Subject: libpthread killed my dog, part N+1
To: None <tech-userlevel@netbsd.org>
From: Charles M. Hannum <abuse@spamalicious.com>
List: tech-userlevel
Date: 01/06/2005 01:35:23
I have discovered another deadlock, *and* the reason for upcall exhaustion.
Let us review. When we receive a SA_UPCALL_UNBLOCKED for a thread holding a
spinlock, we caused an immediately switch to that thread from
pthread__resolve_locks(), presumably on the theory that it will finish and
unlock immediately. Note that at this point, pt_blockgen==pt_unblockgen+1;
pt_unblockgen gets incremented again after pthread__resolve_locks() returns
and we call pthread__sched_bulk().
However, it may happen that the thread blocks again. When this happens, we
now have a chain of upcall thread(s) implicitly blocked waiting for it. In
addition, pt_blockgen==pt_unblockgen+3.
Eventually we will get another SA_UPCALL_UNBLOCKED. When this happens, if we
are lucky, the thread will finish with the lock, and the hack in
pthread_spinunlock() will switch back to the upcall thread immediately. At
this point, pt_blockgen==pt_unblockgen+2 (because we received two unblocks).

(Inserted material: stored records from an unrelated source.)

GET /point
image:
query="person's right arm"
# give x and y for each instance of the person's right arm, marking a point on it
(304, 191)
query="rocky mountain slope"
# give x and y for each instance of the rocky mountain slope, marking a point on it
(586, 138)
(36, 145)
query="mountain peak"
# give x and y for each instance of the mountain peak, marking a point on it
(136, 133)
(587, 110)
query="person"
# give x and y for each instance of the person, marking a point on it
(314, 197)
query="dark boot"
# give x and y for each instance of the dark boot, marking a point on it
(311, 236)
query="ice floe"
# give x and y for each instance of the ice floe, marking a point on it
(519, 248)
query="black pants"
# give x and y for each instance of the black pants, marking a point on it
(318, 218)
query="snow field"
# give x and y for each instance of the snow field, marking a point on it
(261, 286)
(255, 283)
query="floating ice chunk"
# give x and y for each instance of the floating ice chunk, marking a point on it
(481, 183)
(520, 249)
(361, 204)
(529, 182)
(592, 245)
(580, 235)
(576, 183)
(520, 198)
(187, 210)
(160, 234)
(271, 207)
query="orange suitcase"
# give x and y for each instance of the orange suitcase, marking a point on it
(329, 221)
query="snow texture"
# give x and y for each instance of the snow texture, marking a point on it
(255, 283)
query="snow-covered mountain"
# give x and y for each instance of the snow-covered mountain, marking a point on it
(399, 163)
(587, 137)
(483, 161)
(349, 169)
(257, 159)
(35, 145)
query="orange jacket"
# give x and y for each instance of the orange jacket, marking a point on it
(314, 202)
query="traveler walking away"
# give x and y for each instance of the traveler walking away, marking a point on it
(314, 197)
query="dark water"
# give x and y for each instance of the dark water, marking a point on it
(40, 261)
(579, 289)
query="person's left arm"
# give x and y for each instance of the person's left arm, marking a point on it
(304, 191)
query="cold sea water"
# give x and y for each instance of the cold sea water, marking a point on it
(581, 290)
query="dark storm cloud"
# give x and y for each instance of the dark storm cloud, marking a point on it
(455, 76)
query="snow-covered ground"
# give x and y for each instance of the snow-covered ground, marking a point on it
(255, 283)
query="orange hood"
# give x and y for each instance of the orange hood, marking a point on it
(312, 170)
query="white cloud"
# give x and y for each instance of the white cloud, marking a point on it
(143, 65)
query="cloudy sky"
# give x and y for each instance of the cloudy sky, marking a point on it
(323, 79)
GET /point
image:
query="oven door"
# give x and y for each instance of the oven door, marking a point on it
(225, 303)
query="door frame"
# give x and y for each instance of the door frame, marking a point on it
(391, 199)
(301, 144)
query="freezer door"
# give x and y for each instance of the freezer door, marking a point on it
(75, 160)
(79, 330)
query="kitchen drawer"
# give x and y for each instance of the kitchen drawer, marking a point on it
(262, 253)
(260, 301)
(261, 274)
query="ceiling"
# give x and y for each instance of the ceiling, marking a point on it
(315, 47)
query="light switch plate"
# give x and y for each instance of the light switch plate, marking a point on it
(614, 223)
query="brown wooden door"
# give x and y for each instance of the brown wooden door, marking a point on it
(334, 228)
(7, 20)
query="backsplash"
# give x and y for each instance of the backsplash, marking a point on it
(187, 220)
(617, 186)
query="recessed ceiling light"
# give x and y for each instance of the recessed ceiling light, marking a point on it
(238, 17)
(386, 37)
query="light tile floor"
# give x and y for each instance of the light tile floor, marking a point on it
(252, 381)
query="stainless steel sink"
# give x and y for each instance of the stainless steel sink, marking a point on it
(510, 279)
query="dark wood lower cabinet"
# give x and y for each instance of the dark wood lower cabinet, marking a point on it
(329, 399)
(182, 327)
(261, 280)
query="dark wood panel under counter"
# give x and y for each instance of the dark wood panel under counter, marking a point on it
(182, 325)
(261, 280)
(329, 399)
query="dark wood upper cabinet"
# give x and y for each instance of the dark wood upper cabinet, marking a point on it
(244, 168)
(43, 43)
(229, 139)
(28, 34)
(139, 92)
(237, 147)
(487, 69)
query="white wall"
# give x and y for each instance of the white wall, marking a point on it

At this point, the upcall chain will terminate, pthread__sched_bulk() will be
called, and because pt_unblockgen is already even, it will not be
incremented! Note that we are screwed now; various pieces of code will
evermore think that the thread is blocked. This leads to one form of
deadlock (signal delivery will never succeed, and the thread can get stuck
repeatedly taking a trap).
Even if I fix the even-odd test in pthread__sched_bulk(), this problem can
still lead to upcall exhaustion, by causing a chain of upcalls to be stuck.
I think -- but I'm not sure yet -- that they actually spin on the CPU,
waiting for the unblock that will allow them to continue.
Somehow, in all this mess, pthread__concurrency also becomes -1. I'm not sure
exactly how that happens.
This really needs to be fixed, somehow.